# Water Temperature Guidelines



## RedfishJohn (Sep 18, 2011)

I would like some help with water temp guidelines for various varieties of in shore fish.

I am told that the Spec Trout and Redfish will be plentiful when the water temperture reaches 65 degrees. I do not know if this is true or not.
Also is there some where I can find Temps vs varieties of fish.

For instance
More Flounder Caught when water temp is _____?

More Trout caught when water temp is _______?

More Redfish caught when water temp is _______?

Or, perhaps to find the various fish find areas that have water temps of whichever.

Any wise experienced folks out there got any answers?

Also, I have been going to www.wunderground.com to find water temps.
Is there a better place?

May have to find deep holes to find cool temp or
find sunny flats areas for warmer water temp.


Is there a correlation of water temp for the variety fish.
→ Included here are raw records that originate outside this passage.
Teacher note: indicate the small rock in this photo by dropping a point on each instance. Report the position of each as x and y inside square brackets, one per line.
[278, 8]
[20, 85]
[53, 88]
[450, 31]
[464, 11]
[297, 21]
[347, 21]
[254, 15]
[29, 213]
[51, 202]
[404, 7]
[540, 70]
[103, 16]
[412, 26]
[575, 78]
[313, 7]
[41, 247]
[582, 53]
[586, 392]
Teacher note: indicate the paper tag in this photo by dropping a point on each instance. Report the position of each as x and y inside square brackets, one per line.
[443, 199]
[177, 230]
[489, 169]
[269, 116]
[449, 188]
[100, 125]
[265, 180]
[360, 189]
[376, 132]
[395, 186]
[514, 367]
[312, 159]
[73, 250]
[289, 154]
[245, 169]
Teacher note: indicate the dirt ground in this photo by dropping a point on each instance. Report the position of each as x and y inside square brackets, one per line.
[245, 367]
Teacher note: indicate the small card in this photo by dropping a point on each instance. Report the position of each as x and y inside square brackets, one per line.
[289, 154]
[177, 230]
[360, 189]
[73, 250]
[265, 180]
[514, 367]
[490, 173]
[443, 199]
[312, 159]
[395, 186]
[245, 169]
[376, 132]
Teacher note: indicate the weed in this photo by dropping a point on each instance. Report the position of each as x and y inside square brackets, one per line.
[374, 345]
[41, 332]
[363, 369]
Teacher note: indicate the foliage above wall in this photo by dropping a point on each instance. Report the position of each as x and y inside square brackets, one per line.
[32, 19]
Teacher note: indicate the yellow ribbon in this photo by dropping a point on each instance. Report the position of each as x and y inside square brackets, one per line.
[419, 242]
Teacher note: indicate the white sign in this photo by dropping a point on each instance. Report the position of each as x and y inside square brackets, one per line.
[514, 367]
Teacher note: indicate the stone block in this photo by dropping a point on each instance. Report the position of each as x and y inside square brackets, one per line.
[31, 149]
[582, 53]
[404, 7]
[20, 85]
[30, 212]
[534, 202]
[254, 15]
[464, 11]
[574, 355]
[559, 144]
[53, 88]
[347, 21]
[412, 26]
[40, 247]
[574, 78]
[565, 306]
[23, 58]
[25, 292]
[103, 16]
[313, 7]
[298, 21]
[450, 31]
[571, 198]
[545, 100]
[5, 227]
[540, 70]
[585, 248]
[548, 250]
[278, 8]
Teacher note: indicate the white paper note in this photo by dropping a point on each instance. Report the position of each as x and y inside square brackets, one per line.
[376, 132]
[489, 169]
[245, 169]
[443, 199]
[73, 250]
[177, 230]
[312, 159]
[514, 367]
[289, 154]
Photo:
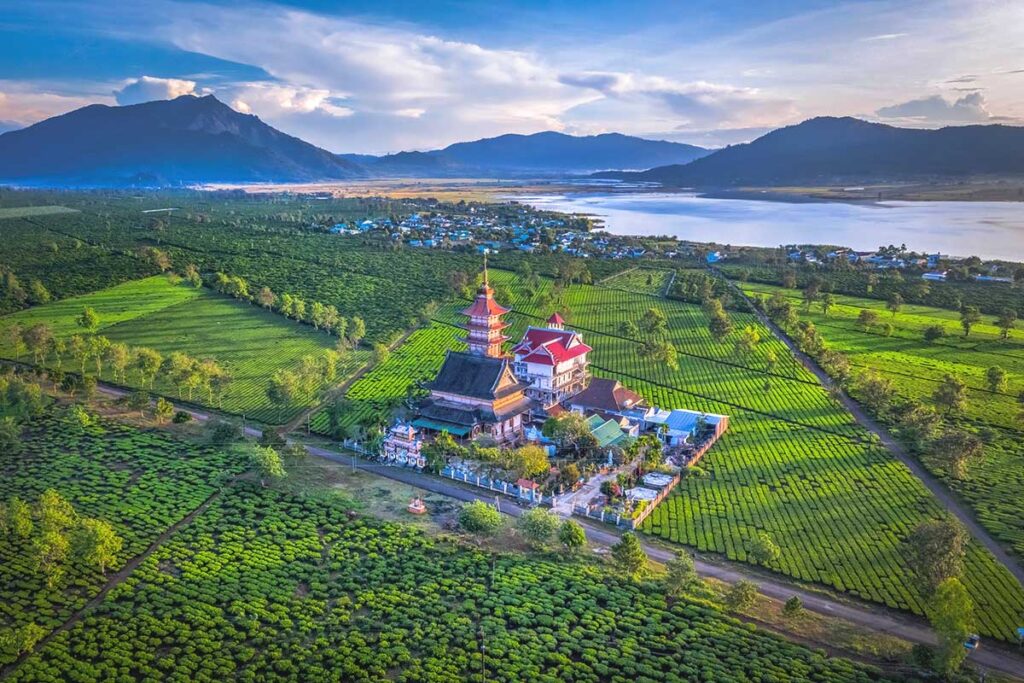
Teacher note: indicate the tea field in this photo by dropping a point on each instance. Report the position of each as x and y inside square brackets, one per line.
[645, 281]
[139, 481]
[265, 585]
[376, 394]
[992, 485]
[794, 463]
[250, 343]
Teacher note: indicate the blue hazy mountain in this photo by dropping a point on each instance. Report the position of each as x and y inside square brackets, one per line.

People who go out into gulf fish in deep water so water temp remains pretty constant deep. In in shore areas where I like to fish may require special attention to finding right temp. But what is the right Temp.?


Thanks and choose to have a great day,

RedfishJohn:notworthy:


----------



## Sammy (Oct 10, 2012)

I would like this info as well. The only thing I know is I catch more fish out fishing then when I'm working.


----------



## RedfishJohn (Sep 18, 2011)

I certainly guarantee you that that is true. I think I work too hard at fishing!


----------